Site-selective functionalization of arenes using a catalyst control strategy

2019 Fiscal Year Annual Research Report

• Project/Area Number: 18F18777
• Research Institution: Institute of Physical and Chemical Research
• Principal Investigator: イリエシュ ラウレアン 国立研究開発法人理化学研究所, 環境資源科学研究センター, チームリーダー (40569951)
• Co-Investigator(Kenkyū-buntansha): KULESHOVA OLENA 国立研究開発法人理化学研究所, .環境資源科学研究センター, 外国人特別研究員
• Project Period (FY): 2018-11-09 – 2021-03-31
• Keywords: organic synthesis / catalysis

Outline of Annual Research Achievements

The proposed research aims at the development of regioselective functionalization of simple arenes, through the design of bifunctional ligands capable of recognizing the substrate intermolecularly through non-covalent interactions.
During FY2020, we discovered that a terpyridine ligand ortho-substituted with an aryl group enables unprecedented iridium-catalyzed ortho-borylation of fluoroarenes, and cobalt-catalyzed meta-borylation of fluoroarenes. While we were studying the origin of difference in selectivity for the two metal catalysts, DFT calculation, followed by mechanistic experiments suggested that the iridium species first activates the C-H bond of the ligand to create a cyclometalated iridium catalyst, and polarity matching of this iridium catalyst with the fluorobenzene substrate makes the activation of the ortho C-H bond favorable by about 3 kcal/mol. We further investigated the mechanism through NMR studies, to reveal that the iridium catalyst first activates a C-H bond of the ligand, and the resulting cyclometalated iridium complex is the active species that reacts with fluorobenzene. A preliminary investigation of the reaction scope revealed that a variety of fluorobenzenes react with high ortho selectivity.

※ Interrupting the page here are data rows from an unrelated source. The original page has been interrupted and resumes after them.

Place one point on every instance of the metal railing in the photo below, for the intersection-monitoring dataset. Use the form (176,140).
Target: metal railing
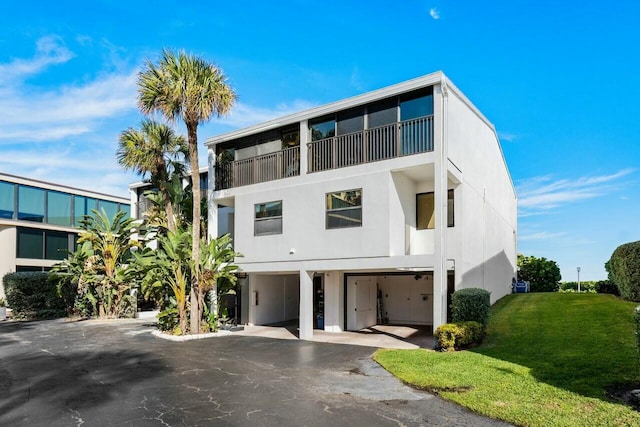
(371,145)
(267,167)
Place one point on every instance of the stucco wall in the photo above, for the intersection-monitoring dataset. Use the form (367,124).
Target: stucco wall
(486,257)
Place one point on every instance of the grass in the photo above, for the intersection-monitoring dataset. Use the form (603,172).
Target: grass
(548,359)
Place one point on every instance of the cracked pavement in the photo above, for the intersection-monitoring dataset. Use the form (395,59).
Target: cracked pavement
(102,373)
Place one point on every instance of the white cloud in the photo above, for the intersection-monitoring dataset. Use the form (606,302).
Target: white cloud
(543,235)
(31,115)
(544,193)
(49,51)
(243,115)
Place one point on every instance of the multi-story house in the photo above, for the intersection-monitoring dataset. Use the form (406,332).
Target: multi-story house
(367,210)
(39,221)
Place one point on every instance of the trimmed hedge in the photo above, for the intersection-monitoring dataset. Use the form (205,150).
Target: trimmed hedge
(606,287)
(624,270)
(33,295)
(470,304)
(636,318)
(458,336)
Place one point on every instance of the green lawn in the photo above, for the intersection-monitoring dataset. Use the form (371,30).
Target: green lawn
(548,359)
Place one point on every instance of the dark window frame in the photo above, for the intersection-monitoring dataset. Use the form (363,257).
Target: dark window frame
(329,211)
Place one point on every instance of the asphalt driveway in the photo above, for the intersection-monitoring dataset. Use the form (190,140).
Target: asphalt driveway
(100,373)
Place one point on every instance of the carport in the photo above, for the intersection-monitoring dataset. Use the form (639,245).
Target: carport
(396,298)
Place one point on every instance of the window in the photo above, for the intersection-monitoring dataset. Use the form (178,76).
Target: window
(323,130)
(30,243)
(59,208)
(7,198)
(425,210)
(268,218)
(30,203)
(111,208)
(344,209)
(56,245)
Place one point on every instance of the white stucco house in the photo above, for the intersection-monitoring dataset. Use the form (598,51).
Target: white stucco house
(370,209)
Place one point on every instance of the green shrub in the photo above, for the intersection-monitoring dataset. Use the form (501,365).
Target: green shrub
(588,286)
(33,295)
(458,336)
(470,304)
(624,270)
(606,287)
(636,318)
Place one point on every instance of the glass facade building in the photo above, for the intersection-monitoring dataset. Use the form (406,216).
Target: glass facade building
(40,221)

Current Status of Research Progress

2: Research has progressed on the whole more than it was originally planned.

Reason

Catalyst/substrate polarity matching is an unprecedented way of controlling reaction selectivity, and it has the potential to become a general guiding principle for achieving selectivity in the reaction of simple polar substrates.

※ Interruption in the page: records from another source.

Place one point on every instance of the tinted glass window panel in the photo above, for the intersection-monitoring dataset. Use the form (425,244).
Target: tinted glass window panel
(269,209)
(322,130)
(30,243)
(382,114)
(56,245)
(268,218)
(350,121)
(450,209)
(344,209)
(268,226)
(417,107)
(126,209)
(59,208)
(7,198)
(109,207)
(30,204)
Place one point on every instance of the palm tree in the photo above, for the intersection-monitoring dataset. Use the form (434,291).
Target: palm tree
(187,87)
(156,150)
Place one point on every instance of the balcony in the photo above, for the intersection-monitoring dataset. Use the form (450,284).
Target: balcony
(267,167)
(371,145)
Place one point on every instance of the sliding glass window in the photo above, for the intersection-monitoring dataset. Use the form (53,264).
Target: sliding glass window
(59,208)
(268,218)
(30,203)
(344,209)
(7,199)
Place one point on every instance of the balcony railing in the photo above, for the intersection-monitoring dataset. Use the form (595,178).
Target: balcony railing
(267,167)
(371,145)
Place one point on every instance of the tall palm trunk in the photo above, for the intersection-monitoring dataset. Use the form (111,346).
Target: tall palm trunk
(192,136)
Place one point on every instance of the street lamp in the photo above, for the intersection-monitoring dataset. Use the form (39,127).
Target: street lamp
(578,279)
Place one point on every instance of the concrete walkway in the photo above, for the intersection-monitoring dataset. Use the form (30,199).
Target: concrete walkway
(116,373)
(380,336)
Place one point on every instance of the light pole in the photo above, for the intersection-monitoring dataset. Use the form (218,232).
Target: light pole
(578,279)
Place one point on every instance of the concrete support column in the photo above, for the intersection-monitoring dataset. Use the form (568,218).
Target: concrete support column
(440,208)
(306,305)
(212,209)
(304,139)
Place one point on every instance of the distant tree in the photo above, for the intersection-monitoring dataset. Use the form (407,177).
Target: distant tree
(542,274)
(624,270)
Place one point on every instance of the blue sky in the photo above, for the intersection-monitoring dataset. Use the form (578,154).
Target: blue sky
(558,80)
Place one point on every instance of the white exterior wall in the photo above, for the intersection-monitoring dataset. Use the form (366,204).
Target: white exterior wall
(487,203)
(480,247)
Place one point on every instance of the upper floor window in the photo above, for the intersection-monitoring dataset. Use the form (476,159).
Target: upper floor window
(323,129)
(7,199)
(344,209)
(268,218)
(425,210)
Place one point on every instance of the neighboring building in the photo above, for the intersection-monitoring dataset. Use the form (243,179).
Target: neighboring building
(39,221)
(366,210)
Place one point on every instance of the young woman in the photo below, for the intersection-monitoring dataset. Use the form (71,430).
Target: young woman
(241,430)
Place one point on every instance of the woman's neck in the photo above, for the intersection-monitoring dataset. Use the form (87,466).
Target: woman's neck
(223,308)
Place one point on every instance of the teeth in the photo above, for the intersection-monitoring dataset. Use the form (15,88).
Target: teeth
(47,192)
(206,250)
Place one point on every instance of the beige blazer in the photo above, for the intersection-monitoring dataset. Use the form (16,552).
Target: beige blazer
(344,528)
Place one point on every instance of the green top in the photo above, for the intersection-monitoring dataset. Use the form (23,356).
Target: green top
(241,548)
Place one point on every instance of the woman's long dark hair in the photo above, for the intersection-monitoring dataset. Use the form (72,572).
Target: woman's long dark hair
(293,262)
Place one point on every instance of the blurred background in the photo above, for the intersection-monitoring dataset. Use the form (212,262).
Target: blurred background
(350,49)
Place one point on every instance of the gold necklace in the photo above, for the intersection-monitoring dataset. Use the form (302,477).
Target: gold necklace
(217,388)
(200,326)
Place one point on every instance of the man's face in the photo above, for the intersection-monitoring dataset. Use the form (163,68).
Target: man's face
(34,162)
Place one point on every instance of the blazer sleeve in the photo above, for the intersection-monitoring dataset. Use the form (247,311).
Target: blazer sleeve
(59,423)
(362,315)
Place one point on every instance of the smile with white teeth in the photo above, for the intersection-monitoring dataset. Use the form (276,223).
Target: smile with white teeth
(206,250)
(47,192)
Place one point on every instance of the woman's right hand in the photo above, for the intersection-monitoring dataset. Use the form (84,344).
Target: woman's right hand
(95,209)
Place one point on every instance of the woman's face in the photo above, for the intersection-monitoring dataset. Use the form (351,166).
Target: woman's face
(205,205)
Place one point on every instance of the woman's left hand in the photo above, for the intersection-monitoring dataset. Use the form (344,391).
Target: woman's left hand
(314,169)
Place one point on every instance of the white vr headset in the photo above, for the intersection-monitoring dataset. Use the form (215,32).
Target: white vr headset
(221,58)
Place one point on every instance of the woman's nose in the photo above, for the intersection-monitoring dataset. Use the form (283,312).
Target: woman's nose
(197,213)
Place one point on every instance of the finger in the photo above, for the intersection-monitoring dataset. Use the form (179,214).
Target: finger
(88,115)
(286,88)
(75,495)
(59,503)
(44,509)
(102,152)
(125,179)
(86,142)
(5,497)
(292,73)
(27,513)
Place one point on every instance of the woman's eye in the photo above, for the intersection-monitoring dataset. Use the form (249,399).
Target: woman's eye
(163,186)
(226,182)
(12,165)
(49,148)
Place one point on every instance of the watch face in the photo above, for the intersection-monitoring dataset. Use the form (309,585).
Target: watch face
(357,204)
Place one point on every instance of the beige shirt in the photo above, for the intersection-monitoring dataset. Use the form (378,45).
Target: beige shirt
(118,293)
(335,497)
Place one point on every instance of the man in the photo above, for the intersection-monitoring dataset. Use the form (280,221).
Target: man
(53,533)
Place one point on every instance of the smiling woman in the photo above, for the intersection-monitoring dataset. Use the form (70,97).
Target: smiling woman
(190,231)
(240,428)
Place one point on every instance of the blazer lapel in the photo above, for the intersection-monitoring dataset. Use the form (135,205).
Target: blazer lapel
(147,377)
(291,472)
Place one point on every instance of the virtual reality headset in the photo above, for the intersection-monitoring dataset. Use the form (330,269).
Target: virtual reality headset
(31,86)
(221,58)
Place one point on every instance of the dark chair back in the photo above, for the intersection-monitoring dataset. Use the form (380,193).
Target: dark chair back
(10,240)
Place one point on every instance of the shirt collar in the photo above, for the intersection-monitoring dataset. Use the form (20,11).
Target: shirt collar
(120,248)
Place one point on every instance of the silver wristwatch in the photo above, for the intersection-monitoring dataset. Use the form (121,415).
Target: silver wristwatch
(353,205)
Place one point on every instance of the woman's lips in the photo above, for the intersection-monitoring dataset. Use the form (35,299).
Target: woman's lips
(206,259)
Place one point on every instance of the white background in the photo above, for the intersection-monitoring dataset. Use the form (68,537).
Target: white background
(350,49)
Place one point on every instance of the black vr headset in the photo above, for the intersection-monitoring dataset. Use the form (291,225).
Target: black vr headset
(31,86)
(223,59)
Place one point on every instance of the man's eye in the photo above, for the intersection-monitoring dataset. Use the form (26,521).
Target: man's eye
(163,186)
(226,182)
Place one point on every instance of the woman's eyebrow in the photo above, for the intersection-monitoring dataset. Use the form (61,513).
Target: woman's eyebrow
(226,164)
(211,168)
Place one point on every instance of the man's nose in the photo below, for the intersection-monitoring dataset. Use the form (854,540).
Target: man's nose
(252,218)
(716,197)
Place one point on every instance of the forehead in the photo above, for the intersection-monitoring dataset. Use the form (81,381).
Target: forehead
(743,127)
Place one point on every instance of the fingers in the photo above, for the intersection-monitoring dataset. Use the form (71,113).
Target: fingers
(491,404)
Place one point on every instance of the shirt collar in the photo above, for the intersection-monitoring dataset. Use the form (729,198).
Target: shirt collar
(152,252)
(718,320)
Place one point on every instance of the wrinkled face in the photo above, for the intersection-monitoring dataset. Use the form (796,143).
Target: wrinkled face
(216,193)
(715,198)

Strategy for Future Research Activity

During FY2020 we plan to further study the concept of catalyst/substrate polarity matching, especially from a mechanistic point of view, for example NMR experiments to identify key intermediates, kinetic studies, and more detailed DFT studies. Based on the mechanistic understanding, we will then refine the ligand design
in order to maximize dipole interaction, and achieve high regioselectivity. With the optimal ligand in hand, we will then investigate the substrate scope for the iridium-calayzed borylation of fluoroarenes. Finally, we will explore the generality of this concept, to achieve regioselective metal-catalyzed C-H activation of polar substrates.